Following our recent blog challenging the maths behind the proposed new OfS registration fees, DfE has released a new consultation impact assessment clarifying assumptions around the running costs of OfS.

There have been two major changes:

  1. Adding a jaw-dropping 93 new alternative providers to the approved categories (each with more than 501 FTE students). In our previous blog, DfE has modelled the fees with a still impressive 58 new alternative providers, which as we demonstrated didn’t cover the shortfall.
  2. Reducing their estimate of OfS spending by ignoring current payments to QAA and HESA (assuming each will secure the designated body status), this will instead come directly from their own subscriptions.

Consequently, the square has the appearance of being circled and OfS administrative numbers just about add up, meaning DfE can assure the sector that registration fees are unlikely to increase substantially from the indicative amounts in the consultation.

In reality, we will just see OfS administration costs shift to the designated bodies – likely rises in subscription fees to cover these mean that the sector will still see an increase in what they need to pay overall. In the impact assessment, DfE explains that “these bodies will have the power to charge providers fees to recoup the cost of undertaking these statutory activities.” So with HESA and QAA no longer receiving contracted work or grants from a central source, how will they recoup their running costs?

More I cannot wish you

Funding to both agencies from HEFCE has declined in recent years, and – before this latest confirmation that all central funding was to cease – was expected to decline further. So a comparatively small – but not insignificant – sum of money that was expected to come from OfS will now need to be found from elsewhere.

Both the Designated Quality Body and Designated Data Body can charge additional fees for non-statutory duties as optional services for organisations, and bid for additional contracts. HESA and QAA have well-established business development activity and have long looked to increase income through commercial activity. But the loss of funding from HEFCE contracts and grants leaves a hole in anticipated income which is unlikely to be made up through additional commercial activity in the short-to-medium term.  

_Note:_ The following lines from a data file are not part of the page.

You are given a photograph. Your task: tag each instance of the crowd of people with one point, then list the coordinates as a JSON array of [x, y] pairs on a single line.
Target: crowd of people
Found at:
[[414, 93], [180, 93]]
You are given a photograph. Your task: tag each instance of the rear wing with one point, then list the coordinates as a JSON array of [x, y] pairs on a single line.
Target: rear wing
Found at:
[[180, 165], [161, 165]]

There have been no announcements concerning designated body funding or subscription models as both QAA and HESA are awaiting confirmation, via sector consultation, that they will indeed become the designated bodies. Both organisations told us that information regarding planned subscription fees would follow this confirmation, and would be subject to ongoing discussions with OfS and the sector concerning the scope and nature of work required.

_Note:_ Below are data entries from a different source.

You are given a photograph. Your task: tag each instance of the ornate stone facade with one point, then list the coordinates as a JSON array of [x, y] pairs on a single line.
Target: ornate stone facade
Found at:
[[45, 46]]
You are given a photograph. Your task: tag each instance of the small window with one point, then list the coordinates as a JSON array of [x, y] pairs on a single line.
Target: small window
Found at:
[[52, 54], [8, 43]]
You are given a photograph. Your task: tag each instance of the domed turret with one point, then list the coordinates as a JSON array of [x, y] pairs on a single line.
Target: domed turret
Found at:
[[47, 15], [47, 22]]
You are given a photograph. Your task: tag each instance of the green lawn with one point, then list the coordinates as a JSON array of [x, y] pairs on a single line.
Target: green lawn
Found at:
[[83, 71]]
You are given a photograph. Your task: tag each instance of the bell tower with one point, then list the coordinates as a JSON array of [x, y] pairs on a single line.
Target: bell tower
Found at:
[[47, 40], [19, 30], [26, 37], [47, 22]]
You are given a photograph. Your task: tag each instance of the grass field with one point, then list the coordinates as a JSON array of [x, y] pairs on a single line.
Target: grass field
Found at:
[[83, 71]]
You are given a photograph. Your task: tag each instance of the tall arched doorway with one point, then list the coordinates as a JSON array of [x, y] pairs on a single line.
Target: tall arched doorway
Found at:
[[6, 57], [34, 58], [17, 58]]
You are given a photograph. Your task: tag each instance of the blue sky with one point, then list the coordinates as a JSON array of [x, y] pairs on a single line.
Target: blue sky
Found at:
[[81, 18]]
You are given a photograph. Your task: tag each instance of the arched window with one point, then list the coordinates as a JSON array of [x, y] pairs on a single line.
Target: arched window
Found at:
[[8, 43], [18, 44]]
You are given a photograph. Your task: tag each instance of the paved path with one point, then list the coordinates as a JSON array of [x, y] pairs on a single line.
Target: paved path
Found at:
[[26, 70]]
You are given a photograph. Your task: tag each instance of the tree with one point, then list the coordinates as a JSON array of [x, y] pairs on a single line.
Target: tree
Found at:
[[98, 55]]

Overall, we feel that seeking an increase in fee income will be the most likely course of action in both cases. Some of this will flow naturally from the anticipated expansion of the number of subscribing bodies – the rest will need to come from higher subscription fees.

Sit down – you’re rocking the boat

HEFCE’s current arrangement with QAA is contractual. Starting from August 2016 there are four relationships between the two organisations, on assuring quality processes, entry into the HE system, investigating unsatisfactory quality and international activities. These are multi-year contracts –  the first a two-year contract ending in August 2018, the remainder are five-year contracts ending in August 2021.

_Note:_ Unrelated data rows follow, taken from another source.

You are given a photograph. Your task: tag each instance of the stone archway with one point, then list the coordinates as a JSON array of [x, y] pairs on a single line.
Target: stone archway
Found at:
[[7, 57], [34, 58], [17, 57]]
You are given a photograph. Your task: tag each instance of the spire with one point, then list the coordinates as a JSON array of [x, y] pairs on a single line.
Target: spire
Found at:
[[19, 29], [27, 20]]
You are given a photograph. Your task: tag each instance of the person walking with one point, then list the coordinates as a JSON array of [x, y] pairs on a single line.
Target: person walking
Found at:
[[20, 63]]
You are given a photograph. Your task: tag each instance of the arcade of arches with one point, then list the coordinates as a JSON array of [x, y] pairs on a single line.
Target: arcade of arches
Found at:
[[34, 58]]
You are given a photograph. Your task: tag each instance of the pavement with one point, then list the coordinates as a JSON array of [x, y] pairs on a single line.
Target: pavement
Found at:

The template for these contracts was published alongside the invitation to tender back in March 2016. Clause 29(b) is explicit that the contract will be binding on the successors of either party and on the assignees of the Council – this means that the liability will likely pass to OfS via DfE from HEFCE.

And it is quite the liability. Clause 17 of the contract offers a number of cases where the contract could end early without redress, but all of these are based on the (mis-)behaviour of the contractor – QAA – not changes to the contracting organisation. But clause 24 suggests that HEFCE – or its successor – would be potentially liable for ten times the annual value of each contract if it were breached, up to an overall liability cap of £10m.

The idea of OfS was first mooted in a green paper back in November 2015, several months before the contract was drafted, so a claim of “Force Majeure” would seem unlikely to bear any weight. We understand that all HEFCE and OFFA assets & liabilities are likely to transfer to the Secretary of State when those organisations closed. The Secretary of State will then have to decide whether these assets & liabilities will transfer to OfS and/or UKRI.

If I were a Bell I’d be ringing

This confusion over subscription fees is an unforced error, and one which might cost the sector dearly. In Treasury terms, around £30m to regulate higher education is a drop in the ocean – there is no reason that this cost should have been borne by institutions. But a series of rash decisions has meant we are left with an expensive, complex and inflexible system of funding both sector regulation and its associated data and assurance requirements.

This time in 2016 the Bell Review criticised HEFCE, determining that too many agencies that provided sector-level services must seek subscription funding: HESA, QAA, Jisc, the Higher Education Academy, ECU and many others. Bell rationalised many of these into a single agency which will launch shortly – and it required others to work closely together to maximise impact.

At the close of 2017 – and after a flurry of poor assumptions and ill-considered decisions – we must levy the same complaint at DfE: there are too many bodies charging subscriptions. But this time the answer is clearer: these could all be rationalised either into a single payment from the government to OfS, or a single subscription.